But, with the company already providing preliminary results for Q1, much of the mystery was taken out of the report, as it relates to the quarterly numbers. Therefore, most investors and traders were honing in on its guidance, which is being viewed disappointingly, hence, why shares are trading lower by about 12% in pre-market action.
Before diving into the guidance, here is a more in-depth look at its Q1 results. The 25% revenue growth was solid, and, is consistent with its recent performance. In fact, in both 4Q17 and 3Q17, sales were up 26%. The growth has mainly been driven by new active client acquisition, which increased 30% year/year to 2.4 million. That metric, too, is healthy and inline with last quarter's 30% bump in clients.

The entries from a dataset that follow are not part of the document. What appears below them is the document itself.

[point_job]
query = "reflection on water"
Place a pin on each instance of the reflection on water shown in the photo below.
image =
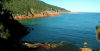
(98, 33)
(74, 28)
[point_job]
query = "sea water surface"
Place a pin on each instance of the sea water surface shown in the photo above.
(73, 28)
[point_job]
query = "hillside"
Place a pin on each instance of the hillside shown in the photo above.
(25, 7)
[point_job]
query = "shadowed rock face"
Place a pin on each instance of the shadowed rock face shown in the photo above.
(16, 31)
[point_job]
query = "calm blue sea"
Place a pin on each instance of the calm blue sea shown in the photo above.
(73, 28)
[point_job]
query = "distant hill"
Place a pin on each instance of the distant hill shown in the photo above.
(23, 7)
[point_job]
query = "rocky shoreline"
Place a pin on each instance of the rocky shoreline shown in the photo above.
(41, 15)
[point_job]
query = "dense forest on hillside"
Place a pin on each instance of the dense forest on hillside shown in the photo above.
(23, 7)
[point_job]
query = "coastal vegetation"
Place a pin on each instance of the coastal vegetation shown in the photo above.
(25, 7)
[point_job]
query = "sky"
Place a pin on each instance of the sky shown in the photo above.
(77, 5)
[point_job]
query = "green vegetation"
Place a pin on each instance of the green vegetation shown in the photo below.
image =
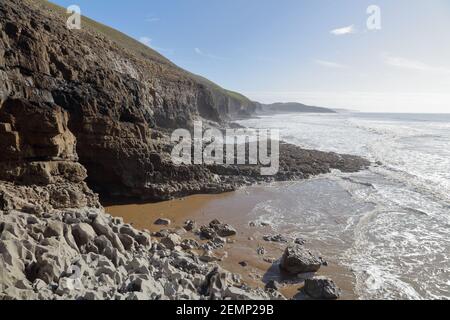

Gross margin dipped sharply to 43.7% from 46.6% in the year ago quarter. Management stated that the decline here was largely due to investments in new product categories, especially in the men's and plus categories. Furthermore, SFIX commented in its press release that it expects gross margin to decline in the near term as it continues to invest in new categories. Longer term, it expects margins to improve as these business grow and scale.
Similarly, SG&A, as a percentage of revenue increased to 40.5% from 35.4% as SFIX continues to invest in technology talent and advertising. The absolute growth in SG&A expense was 43% to $119.5 million, roughly inline with last quarter's 46% increase.
Turning to guidance, the revenue numbers looked strong, as SFIX guided for Q2 revenue of $287-$294 million versus the $286.4 million consensus, and, for FY18 revenue of $1.147-$1.22 billion versus the $1.18 billion expectation. However, its EBITDA guidance for both periods came up a bit light, which, along with the slide in gross margin, is what is driving the stock lower today. Specifically, it guided for Q2 EBITDA of $11.5-$15.5 million versus the $16.0 million estimate, and FY18 EBITDA of $40-$60 million versus the $57.5 million estimate.
Wrapping up, we feel a good way to describe the quarter is "mixed." There are certainly some positives to be taken, including the solid and consistent new client and revenue growth. The company is profitable too, which many up-and-coming companies that go public cannot say. That said, the fact that SFIX is having to spend more in marketing, as a percentage of sales, in order to keep its topline growth rates steady, is a bit of a red flag. At this point, the its not an egregious issue, but, it is worth noting and keeping an eye on in future quarters.